The following is from the paper The Modern Mathematics of Deep Learning Remark 1.3
Furthermore, one can consider density estimation tasks, where$\mathcal{X}=\mathcal{Z}, \mathcal{Y}:=[0, \infty]$, and $\mathcal{F}$ consists of probability densities with respect to some σ-finite reference measure µ on $\mathcal{Z}$. One then aims for a probability density $f_s$ that approximates the density of the unseen data $z$ with respect to µ. One can perform $L^2$(µ)- approximation based on the discretization$\mathcal{L}(f, z)=-2 f(z)+\|f\|_{L^{2}(\mu)}^{2}$ or maximum likelihood estimation based on the surprisal$\mathcal{L}(f, z)=-\log (f(z))$.
I don't understand the notation $\|f\|_{L^{2}(\mu)}^{2}$.Does $L^2$(µ) mean the L2-norm of the function $\mu$? How is $\mathcal{L}(f, z)=-2 f(z)+\|f\|_{L^{2}(\mu)}^{2}$ derived?
In this context, $L^2(\mu)$ is the $L^2$-space with the measure $\mu$. In other words, for a function $f$ one formally defines its $L^2(\mu)$ norm as $$ \|f\|_{L^2(\mu)}^2 : = \int |f(x)|^2 d\mu(x), $$ and one then defines $L^2(\mu)$ as the space of functions with finite $L^2(\mu)$ norm. This space also has a scalar product $\langle f, g \rangle_{L^2(\mu)} = \int f g d\mu = \mathbb{E}(f(G))$, where $G$ is a random variable distributed according to the density $g$.
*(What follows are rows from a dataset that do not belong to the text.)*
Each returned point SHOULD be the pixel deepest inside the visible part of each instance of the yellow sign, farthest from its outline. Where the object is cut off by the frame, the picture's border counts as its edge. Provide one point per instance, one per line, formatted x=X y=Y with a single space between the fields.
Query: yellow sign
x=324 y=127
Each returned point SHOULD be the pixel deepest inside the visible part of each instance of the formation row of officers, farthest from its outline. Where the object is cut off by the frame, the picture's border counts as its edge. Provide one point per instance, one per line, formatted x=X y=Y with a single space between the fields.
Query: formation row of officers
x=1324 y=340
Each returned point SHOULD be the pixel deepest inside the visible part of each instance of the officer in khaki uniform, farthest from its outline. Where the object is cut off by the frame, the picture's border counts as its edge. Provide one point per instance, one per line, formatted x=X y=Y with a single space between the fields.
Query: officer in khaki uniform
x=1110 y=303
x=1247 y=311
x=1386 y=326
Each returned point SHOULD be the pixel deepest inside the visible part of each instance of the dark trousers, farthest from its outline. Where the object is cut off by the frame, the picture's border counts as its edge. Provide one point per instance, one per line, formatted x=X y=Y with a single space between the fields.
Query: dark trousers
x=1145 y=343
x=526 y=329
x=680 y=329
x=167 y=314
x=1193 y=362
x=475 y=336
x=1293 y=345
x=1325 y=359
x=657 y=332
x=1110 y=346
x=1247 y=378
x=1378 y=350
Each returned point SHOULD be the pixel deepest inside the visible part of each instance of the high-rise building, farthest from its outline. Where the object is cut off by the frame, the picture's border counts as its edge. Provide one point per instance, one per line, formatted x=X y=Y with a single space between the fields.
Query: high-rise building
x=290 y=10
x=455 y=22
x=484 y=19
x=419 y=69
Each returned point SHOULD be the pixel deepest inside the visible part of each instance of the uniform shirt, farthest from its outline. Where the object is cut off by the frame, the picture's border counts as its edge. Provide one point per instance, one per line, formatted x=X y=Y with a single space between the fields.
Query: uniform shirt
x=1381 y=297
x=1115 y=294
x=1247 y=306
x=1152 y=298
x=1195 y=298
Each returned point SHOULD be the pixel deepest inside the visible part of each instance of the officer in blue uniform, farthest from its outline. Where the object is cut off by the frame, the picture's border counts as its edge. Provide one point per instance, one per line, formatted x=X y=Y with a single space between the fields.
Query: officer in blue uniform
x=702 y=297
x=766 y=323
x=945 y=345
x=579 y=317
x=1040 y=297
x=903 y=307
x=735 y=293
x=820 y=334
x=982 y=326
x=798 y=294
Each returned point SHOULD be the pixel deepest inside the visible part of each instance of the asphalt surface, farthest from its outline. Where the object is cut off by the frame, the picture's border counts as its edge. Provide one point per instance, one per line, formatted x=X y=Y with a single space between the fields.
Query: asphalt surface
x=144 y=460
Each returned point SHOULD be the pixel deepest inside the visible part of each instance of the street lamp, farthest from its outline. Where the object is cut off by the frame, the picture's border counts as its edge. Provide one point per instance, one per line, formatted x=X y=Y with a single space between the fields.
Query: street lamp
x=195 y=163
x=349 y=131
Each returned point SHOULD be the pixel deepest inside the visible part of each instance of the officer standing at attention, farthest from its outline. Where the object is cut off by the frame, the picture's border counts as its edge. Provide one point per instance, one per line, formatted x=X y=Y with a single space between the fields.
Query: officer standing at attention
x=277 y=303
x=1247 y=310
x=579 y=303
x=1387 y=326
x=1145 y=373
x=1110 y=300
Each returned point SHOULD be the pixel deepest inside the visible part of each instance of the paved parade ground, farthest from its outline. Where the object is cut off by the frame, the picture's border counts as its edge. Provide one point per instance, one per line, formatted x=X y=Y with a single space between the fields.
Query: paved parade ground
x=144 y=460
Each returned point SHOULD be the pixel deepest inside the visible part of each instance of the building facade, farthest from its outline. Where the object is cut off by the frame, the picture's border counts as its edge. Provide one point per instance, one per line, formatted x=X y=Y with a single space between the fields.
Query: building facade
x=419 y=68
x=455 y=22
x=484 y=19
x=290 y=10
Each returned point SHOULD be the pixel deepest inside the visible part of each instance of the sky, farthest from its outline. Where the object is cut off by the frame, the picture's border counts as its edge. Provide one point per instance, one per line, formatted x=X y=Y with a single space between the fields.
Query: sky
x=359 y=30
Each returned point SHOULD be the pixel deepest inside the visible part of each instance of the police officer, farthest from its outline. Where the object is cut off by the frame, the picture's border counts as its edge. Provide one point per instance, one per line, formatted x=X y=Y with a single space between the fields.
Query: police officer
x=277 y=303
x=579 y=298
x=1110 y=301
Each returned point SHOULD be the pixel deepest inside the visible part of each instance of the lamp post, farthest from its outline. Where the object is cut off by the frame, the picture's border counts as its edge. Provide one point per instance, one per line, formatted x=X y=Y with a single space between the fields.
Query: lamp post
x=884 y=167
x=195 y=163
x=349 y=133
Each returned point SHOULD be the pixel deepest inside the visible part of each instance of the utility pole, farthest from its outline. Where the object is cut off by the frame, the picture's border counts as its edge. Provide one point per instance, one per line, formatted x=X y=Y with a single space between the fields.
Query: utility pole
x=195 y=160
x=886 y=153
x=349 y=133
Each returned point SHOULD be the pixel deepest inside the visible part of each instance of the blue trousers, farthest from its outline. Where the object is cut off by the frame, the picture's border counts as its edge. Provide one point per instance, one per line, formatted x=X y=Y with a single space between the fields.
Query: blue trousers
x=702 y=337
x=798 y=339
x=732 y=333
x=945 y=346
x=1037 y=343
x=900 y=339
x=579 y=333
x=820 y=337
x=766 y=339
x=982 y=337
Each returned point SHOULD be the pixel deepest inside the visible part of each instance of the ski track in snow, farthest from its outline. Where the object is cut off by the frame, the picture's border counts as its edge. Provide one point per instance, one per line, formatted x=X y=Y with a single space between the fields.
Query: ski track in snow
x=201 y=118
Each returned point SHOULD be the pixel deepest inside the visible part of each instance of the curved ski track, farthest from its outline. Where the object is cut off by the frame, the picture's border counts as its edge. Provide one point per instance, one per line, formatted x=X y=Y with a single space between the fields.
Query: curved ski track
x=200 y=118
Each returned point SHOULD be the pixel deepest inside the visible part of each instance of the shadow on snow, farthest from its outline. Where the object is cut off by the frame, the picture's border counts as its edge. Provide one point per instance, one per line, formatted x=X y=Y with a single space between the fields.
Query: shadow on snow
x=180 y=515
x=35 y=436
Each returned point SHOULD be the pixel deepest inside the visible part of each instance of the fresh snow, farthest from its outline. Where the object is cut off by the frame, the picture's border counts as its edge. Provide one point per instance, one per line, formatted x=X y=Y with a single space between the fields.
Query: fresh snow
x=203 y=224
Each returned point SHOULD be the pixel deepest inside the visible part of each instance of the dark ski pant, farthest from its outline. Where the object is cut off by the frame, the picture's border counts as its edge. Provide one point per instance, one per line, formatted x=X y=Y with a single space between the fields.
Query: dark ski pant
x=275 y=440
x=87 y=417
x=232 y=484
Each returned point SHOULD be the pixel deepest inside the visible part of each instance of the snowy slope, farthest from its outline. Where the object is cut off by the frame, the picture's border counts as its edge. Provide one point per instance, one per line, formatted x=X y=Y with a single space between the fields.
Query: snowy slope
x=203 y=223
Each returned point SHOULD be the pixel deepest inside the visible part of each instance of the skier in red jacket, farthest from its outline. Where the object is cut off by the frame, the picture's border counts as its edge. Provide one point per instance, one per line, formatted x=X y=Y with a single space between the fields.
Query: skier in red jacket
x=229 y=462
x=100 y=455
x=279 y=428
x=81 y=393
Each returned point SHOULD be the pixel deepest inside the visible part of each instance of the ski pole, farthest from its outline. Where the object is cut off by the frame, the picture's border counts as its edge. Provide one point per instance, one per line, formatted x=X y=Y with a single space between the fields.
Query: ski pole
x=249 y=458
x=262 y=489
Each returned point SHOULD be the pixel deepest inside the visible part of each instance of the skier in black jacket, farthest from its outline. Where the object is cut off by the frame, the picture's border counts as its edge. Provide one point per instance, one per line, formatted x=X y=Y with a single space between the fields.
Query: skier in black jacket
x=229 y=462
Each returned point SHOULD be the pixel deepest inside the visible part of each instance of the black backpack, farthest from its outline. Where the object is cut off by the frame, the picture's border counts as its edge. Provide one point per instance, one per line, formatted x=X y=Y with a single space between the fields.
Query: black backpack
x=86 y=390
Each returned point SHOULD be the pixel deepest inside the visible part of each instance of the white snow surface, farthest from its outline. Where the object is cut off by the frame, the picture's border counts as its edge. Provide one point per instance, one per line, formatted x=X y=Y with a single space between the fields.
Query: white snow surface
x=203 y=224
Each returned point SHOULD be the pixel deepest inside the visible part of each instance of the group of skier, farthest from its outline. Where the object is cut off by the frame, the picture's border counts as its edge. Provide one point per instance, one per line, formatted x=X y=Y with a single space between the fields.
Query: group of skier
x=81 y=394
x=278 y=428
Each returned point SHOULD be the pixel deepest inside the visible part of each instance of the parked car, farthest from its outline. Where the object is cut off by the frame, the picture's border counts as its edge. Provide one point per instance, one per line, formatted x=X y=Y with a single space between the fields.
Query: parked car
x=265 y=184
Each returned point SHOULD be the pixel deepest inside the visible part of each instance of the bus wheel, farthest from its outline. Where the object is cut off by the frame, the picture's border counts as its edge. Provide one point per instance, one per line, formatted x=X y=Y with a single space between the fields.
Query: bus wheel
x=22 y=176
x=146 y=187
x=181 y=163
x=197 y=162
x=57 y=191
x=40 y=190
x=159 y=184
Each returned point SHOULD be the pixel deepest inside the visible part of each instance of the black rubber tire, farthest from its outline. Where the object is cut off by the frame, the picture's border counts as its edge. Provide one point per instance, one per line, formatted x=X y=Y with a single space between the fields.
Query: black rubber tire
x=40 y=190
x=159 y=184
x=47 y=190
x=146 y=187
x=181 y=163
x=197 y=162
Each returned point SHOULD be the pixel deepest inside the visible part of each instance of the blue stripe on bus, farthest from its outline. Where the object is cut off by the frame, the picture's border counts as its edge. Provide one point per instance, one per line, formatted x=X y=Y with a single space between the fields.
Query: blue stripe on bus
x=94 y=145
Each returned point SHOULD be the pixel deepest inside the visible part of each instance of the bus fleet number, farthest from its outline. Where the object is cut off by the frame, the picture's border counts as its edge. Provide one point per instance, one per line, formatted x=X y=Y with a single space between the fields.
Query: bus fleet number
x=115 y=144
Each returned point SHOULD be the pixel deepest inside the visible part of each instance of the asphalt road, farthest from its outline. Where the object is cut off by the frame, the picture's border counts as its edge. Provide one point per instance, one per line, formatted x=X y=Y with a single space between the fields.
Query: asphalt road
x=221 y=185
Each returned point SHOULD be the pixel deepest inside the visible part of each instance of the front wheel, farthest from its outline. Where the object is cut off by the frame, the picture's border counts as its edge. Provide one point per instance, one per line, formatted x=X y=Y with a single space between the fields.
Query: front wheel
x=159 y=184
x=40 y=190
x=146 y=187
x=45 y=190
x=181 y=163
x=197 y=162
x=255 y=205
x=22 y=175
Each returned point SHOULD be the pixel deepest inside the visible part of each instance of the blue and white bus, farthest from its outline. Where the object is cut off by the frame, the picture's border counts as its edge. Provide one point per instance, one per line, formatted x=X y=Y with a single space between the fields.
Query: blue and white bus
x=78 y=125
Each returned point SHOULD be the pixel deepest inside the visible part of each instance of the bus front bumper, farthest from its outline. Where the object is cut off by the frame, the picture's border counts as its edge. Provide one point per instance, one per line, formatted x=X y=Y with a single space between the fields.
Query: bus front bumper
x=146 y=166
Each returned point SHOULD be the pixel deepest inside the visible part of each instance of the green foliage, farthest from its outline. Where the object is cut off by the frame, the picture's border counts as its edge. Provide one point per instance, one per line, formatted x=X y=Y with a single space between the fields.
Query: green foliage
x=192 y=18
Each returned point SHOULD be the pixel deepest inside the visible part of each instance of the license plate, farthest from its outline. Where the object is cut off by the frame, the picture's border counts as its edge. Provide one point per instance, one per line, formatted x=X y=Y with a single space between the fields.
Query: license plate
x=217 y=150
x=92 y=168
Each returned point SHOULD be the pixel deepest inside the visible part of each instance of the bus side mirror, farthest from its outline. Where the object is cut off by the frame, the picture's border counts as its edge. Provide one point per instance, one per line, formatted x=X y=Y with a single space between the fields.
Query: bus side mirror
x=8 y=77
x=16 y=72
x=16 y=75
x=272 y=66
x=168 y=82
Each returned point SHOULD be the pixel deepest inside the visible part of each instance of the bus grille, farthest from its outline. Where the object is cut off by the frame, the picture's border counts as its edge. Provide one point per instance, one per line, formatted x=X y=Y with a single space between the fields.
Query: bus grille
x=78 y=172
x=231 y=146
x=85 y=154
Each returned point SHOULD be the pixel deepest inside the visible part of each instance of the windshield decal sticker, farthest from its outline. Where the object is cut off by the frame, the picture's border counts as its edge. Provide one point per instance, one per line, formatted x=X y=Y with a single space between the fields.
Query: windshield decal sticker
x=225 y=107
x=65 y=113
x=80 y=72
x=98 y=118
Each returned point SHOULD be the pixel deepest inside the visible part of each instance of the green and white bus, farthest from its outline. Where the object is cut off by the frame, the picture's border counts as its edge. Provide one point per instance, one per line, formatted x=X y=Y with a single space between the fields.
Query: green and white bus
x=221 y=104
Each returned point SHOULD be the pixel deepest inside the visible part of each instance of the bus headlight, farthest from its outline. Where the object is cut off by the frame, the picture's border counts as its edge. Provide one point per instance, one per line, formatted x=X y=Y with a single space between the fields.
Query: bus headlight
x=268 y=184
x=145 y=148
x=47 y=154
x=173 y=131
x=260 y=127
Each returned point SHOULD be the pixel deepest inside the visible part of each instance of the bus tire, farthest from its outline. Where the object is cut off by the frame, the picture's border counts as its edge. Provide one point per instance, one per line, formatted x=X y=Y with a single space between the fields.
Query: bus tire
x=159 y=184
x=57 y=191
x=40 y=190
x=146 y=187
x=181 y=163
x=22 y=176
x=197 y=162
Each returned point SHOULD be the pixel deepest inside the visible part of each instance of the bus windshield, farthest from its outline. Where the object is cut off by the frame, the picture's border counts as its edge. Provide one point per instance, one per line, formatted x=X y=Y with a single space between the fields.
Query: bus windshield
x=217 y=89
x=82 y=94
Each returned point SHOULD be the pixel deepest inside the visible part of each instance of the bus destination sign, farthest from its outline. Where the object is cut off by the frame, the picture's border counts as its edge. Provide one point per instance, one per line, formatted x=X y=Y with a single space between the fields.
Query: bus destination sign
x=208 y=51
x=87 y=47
The reason for the definition of $\mathcal{L}(f, z) = -2f(z) + \|f\|_{L^2(\mu)}^2$ is then the following: We have a density $h$ which describes the generation of the data $z$ and we would like to find a density $f$ such that $\|f - h\|_{L^2(\mu)}$ is minimal.
By the Pythagorean theorem, we can rewrite the expression as follows: $$ \|f - h\|_{L^2(\mu)}^2 = \|f\|^2_{L^2(\mu)} - 2\langle f, h\rangle_{L^2(\mu)} + \|h\|^2_{L^2(\mu)}. $$ The last term does not depend on $f$ and can hence be ignored in the minimisation. We get that $$ \min_{f} \|f - h\|_{L^2(\mu)}^2 = \min_{f} \|f\|^2_{L^2(\mu)} - 2\langle f, h\rangle_{L^2(\mu)} = \min_{f} \|f\|^2_{L^2(\mu)} - 2\mathbb{E}(f(H)), $$ where $\mathbb{E}$ is the expected value and $H$ is a random variable that is distributed according to the density $h$.
Now having i.i.d random variables $(z_i)_{i=1}^m$ distributed like $H$, we obtain that $$ \frac{1}{m}\sum_{i=1}^m \mathcal{L}(f,z_i) = \frac{1}{m}\sum_{i=1}^m \left(\|f\|^2_{L^2(\mu)} - 2f(z_i) \right)\to \|f\|^2_{L^2(\mu)} - 2\mathbb{E}(f(H)) $$ almost surely, by the law of large numbers.